I love this description on why some people write:
“The spurs to writing are infinite, as you must know. Some people write as a protest against the imperfect world and all they’ve suffered in it. Some people write out of love of the world – poets chiefly – praising it. (Do you know the poem of Elinor Wylie on the earth, ending up “I kiss the scars upon its face”?). Katherine Mansfield wrote driven by illness and death, feeling she must capture life in writing. Proust wrote in the same way to recapture the past. (Everything changes, everything passes – except art.) Chekhov and Tolstoy wrote out of love and compassion for human beings (Chekhov was a compassionate doctor as well – Tolstoy, a reformer), etc.
I think, too, that women write for different reasons than men.

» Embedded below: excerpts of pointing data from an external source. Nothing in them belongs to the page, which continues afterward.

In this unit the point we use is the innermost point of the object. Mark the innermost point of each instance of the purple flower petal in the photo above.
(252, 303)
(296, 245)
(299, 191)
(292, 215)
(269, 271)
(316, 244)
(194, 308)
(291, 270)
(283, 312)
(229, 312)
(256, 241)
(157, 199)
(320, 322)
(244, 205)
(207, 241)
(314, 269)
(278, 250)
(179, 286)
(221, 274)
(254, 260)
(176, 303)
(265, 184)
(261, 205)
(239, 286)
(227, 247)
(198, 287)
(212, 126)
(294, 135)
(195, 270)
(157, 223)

It seems to me that some women often write out of an excess of the mother instinct in them. They write to give more milk-of-human kindness and more wisdom and more insights than their children can take. They write for other “children” in the world. (And I don’t mean literal “children” waiting for child stories.) They have garnered a certain amount of honey in their hives – more than enough for the family around them – and they must go on giving it to the wider world because it is in their nature to give.
I think one must distinguish between the incidental accidents that turn one to writing and the deep inner spurs to writing that lead one on, no matter what the accidents of one’s life.
I would write even if I published nothing. I wrote for years in diaries and notebooks and poems before I published anything. I believe I write to analyze, clarify, understand and perceive life. I write in order to see more clearly. If I did not write, I would be blind and deaf – as well as dumb. It is my lens through which to see myself and the world”.
Writing is a glass bottomed bucket through which one looks to the still world below the ruffled surface of the waves. It is a blind man’s stick with which I tap my way along the pavement. It is also my keel, which keeps me steady in choppy waters and gives me direction”.
So well said Ann Morrow Lindbergh. If you were still on this planet, I would definitely want to meet you.